Scritto da © taglioavvenuto - Dom, 15/05/2016 - 23:57
Ridevano. Il ricordo più bello che ho della mia infanzia, è che ridessero. Nella grotta che avevamo occupato, nello spazio quasi in fondo al cunicolo dove l'aria, per effetto dell'abbassamento quasi repentino del soffitto, diveniva più tiepida e nello stesso tempo secca per il calore dei corpi lì ammassati, prima che calasse il sonno su tutta la mia famiglia, sia i vecchi che i miei padri, che le madri e i fratelli e le sorelle, nelle ombre del fuoco comune che si stava spegnendo lasciando che le ceneri si impadronissero completamente delle braci, ridevano.
Non si trattava del riso del giorno, quello fragoroso dei maschi, quello delle donne acuto, ma del riso, riconoscibilissimo, della sera; quello che precede i sogni e gl'incubi e l'improvviso. Quello che aspettavano i grandi predatori e, più temibili, in certi casi, gli abitanti delle grotte più distanti, le cui aperture, similmente dissimulate da cespugli, alberi e fronde, erano state visitate e devastate da predatori ed altri uomini.

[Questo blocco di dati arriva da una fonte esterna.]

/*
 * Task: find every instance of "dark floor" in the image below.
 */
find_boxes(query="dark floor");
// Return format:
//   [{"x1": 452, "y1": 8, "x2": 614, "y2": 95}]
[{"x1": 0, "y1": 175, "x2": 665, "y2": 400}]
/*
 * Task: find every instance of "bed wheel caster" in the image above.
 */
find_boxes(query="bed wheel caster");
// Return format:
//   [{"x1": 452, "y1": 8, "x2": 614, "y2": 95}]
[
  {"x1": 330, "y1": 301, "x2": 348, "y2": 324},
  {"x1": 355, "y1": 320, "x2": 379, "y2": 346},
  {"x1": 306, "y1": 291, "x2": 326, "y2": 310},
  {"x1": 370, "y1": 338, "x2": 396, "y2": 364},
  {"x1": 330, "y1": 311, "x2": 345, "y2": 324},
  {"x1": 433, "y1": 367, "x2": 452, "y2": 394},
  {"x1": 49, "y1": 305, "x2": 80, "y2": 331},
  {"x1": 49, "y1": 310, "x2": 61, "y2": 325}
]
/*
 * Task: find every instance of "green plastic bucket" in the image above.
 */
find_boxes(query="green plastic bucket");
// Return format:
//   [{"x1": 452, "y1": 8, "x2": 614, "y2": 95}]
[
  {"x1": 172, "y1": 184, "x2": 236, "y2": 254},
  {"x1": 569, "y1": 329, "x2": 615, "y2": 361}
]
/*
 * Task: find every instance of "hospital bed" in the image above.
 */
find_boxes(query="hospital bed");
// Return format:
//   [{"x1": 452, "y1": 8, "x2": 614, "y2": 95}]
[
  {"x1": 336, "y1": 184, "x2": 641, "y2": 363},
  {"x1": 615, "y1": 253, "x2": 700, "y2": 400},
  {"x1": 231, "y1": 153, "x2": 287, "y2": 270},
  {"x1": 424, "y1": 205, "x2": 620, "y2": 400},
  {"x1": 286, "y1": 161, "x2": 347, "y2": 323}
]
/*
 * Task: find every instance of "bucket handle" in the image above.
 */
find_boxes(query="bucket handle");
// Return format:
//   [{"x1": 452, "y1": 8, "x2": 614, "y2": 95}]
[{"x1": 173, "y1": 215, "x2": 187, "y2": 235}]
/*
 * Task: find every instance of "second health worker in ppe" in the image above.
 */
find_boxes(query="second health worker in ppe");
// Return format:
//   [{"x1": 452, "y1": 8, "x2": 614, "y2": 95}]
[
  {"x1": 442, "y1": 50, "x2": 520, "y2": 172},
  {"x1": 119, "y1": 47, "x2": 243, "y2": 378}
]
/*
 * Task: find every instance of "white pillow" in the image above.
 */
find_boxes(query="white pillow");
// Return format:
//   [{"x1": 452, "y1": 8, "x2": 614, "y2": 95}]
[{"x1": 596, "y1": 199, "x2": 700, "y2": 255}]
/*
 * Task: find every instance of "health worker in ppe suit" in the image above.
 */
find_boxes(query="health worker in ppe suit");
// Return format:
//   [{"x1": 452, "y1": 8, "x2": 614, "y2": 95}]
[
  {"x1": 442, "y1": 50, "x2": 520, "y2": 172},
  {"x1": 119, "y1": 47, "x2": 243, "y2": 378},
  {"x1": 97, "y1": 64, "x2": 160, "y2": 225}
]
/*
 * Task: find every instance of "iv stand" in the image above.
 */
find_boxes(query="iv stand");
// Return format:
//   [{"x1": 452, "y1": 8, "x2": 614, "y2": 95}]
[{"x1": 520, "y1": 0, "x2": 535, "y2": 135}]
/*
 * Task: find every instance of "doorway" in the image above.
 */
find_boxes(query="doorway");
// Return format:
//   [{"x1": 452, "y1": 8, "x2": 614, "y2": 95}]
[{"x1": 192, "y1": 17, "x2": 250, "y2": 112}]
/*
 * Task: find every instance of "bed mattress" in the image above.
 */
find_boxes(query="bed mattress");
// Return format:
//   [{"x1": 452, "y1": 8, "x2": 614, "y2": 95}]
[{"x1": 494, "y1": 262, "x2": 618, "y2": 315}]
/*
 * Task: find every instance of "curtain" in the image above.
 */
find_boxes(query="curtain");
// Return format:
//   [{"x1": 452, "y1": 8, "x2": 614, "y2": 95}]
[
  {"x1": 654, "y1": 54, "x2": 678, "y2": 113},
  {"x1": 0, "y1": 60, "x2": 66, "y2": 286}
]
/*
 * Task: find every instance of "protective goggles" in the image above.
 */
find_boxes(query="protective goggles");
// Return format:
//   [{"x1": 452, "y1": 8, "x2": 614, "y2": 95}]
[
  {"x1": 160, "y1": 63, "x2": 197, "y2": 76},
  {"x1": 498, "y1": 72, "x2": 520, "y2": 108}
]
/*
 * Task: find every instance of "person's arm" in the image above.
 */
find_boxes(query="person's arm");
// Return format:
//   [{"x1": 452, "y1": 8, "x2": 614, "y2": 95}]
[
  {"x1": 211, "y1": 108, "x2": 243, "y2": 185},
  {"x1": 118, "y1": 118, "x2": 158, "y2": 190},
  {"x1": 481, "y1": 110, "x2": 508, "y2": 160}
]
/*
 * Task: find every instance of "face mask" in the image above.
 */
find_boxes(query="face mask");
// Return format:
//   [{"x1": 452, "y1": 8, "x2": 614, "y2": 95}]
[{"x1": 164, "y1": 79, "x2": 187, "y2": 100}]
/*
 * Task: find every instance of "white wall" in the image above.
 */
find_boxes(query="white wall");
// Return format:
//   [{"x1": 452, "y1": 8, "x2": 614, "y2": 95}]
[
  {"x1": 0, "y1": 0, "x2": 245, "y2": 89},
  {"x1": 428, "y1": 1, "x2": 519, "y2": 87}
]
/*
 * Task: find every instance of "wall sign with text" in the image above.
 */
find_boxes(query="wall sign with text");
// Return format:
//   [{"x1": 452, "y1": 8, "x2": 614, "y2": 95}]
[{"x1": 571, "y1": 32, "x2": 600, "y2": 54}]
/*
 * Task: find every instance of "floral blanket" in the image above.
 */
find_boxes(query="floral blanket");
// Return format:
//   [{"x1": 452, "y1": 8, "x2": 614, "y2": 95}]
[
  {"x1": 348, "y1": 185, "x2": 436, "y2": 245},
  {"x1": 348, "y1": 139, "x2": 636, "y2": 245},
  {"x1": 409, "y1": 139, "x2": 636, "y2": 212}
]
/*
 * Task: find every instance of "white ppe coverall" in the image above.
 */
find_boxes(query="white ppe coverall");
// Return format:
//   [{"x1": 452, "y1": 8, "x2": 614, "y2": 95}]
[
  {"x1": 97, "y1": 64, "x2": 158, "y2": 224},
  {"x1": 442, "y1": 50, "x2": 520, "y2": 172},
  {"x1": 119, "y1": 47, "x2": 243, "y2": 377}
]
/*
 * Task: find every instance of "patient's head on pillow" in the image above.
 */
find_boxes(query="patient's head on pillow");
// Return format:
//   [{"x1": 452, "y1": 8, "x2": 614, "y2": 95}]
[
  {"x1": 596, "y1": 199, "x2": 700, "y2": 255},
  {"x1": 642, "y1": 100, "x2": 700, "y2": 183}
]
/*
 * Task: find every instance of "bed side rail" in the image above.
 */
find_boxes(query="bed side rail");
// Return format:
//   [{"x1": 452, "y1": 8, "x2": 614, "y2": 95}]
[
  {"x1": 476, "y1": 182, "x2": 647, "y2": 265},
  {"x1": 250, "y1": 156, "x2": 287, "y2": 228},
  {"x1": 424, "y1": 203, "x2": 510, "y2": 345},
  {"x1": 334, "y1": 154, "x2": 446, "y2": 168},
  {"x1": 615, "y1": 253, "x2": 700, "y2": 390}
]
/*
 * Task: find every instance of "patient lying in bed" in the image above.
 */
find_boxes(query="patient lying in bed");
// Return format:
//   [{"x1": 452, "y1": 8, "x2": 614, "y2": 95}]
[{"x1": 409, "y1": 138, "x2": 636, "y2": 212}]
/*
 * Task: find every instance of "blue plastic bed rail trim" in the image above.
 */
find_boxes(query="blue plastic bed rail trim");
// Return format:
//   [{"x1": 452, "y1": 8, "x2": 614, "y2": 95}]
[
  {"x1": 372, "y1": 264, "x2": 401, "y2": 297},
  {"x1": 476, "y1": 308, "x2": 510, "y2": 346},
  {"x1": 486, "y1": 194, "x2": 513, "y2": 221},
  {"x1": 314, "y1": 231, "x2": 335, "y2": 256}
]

Pur non comprendendo i motivi del riso, noi, i più giovani, lo attendevamo come, molto più tardi, avrebbero fatto gli ebrei del deserto in fuga dalle sponde e dal faraone verso la Syria.
Il motivo di quell'onda sonora, che durava non più di una mezz'ora o un'ora, sorgeva e si propagava dal centro del gruppo delle femmine, che rimanevano a se stanti, mentre di giorno si disperdevano seguendo ognuna le mansioni cui s'erano impegnate, dettate dalle varie contingenze. Un centro a cui i maschi pervenivano senza troppi riguardi o preliminari selezioni, ed era quella la causa del motivo: una confusa sorpresa che dava origine al riso divertito delle femmine destinato a propagarsi immediatamente all'altro sesso.
Ognuno era, o era stato, figlio del riso. I sopravvissuti, destinati, a loro volta, a diventarne motivo.